Et un grand volet à l’extérieur de la zone de la capitale, dans le cadre de la sécurité alimentaire.
Oxfam-Québec travaillait déjà sur cette problématique bien avant le séisme, mais comme pour l’ensemble de sa programmation, il a fallu revoir les priorités. Ce qui était déjà en cours et prévu, c’est le soutien aux agriculteurs de 6 départements, à travers un réseau d’organisations locales partenaires. Nous leur fournissons des semences, des outils et des fertilisants pour préparer les prochaines récoltes. Il y avait déjà des commandes de passées pour près de 60 tonnes de semences de maïs, de sorgho, de haricots, de patates douces e de manioc. Mais suite au séisme, les besoins en nourriture sont grandissants et il a fallu réajuster le tir. Les agriculteurs partenaires ont la capacité d’augmenter leur production. C’est pourquoi nous avons déjà commandé 40 tonnes de semences supplémentaires et nous essayons d’augmenter encore. Si nous pouvons prévoir des prochaines récoltes abondantes, il y aura moins de besoins d’importer certains aliments de base. Croisons les doigts pour que la saison des pluies soit satisfaisante à ce niveau là et que tout se passe bien.

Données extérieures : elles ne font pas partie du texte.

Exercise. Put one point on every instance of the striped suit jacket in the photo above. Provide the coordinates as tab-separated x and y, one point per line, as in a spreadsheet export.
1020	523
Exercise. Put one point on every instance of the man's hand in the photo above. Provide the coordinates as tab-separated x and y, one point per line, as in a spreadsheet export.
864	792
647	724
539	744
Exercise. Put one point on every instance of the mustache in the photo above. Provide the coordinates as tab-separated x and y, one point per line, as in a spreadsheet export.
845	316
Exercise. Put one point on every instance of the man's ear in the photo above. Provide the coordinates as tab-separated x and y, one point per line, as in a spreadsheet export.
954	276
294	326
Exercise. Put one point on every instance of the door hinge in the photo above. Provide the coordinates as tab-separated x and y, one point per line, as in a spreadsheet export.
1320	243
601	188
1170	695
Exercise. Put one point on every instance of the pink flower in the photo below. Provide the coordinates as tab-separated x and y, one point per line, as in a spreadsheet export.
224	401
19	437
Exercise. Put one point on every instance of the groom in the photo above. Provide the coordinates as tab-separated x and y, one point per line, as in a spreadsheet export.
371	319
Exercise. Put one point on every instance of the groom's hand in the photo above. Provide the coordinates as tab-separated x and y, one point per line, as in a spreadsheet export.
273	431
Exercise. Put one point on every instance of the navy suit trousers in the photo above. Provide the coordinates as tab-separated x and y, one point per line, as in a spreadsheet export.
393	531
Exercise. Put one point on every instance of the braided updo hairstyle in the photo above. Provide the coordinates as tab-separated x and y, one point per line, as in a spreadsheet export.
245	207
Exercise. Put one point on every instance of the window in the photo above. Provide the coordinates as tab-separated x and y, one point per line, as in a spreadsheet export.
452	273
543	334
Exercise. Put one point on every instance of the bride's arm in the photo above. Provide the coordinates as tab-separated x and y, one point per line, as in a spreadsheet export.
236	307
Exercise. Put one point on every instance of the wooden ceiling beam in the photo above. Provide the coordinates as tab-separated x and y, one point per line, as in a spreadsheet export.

Mais à court terme, nos partenaires sont confrontés à un autre problème. Ils tentent de vendre leur production précédente avec beaucoup de difficulté. La plupart des gens dans la zone de Port-au-Prince ont tout perdu. Maison, travail, entreprise… nombreux sont ceux qui dépendent des distributions alimentaires. D’autres ont encore la possibilité d’acheter des aliments, mais on retrouve sur le marché beaucoup de produit importé, vendu à très bas prix qui concurrence déloyalement la production locale. On retrouve ici très concrètement les vieux démons combattus depuis des années par Oxfam : le dumping de produits subventionnés par les pays étrangers qui ravagent l’économie des producteurs Haïtiens. Quand vous devez repartir à zéro, rebâtir votre demeure, votre vie, il est naturel de chercher les occasions qui vous permettront de moins dépenser. Résultat, les petits fermiers y perdent aussi leur moyen de subsistance.
Oxfam-Québec a donc mis en place un mécanisme d’achat de ces produits, qui seront distribués dans nos zones d’interventions à Port-au-Prince. Il faut favoriser l’utilisation des produits locaux dans la distribution alimentaire pour les sinistrés, si nous voulons renforcer l’économie chancelante du pays.
Aujourd’hui même, un camion rempli de riz est en route de l’Artibonite jusqu’à Port-au-Prince pour y être distribué.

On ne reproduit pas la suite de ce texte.